According to the fourth example, the following effects can be obtained.

In the first to third examples, both the normal CPU and the faulty CPU receive information of the SRs and the GR output from the normal CPU. On the other hand, in the fourth example, by selectively outputting information of SR and GR of the normal CPU, the state at the time of stop can be maintained.

(fifth example)

Next, a fifth example will be described with reference to fig. 16.

Fig. 16 is an explanatory diagram of a configuration example of 2 CPU core blocks and a configuration example of a sequence control circuit according to a fifth example.

In the fifth example, the first CPU core block CB1, the second CPU core block CB2, the sequence control circuit SE and the clock reset generator CRG are shown. The first CPU core block CB1 includes a first CPU core (CPU 1), a second CPU core (CPU 2), and a first lock control circuit unit (LS 1). The second CPU core block CB2 includes a third CPU core (CPU 3), a fourth CPU core (CPU 4), and a second lockstep control circuit unit (LS 2). The sequence control circuit SE is used to copy the information of the System Registers (SR) and general purpose registers (GR). The clock reset generator CRG generates a clock signal and a reset signal.
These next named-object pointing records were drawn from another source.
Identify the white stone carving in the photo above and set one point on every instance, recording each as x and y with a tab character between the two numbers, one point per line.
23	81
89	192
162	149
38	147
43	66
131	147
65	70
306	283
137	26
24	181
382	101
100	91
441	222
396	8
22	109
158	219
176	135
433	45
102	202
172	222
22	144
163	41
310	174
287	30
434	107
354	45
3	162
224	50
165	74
As the configuration of the first CPU core block CB1 and the configuration of the second CPU core block CB2, the configuration of the CPU core block CB of the second example or the fourth example may be adopted. As the configuration of the first CPU core block CB1 and the configuration of the second CPU core block CB2, the configurations of the CPU core blocks CB of the first example and the third example may also be considered, but they are not practical in view of the limitation of physical arrangement.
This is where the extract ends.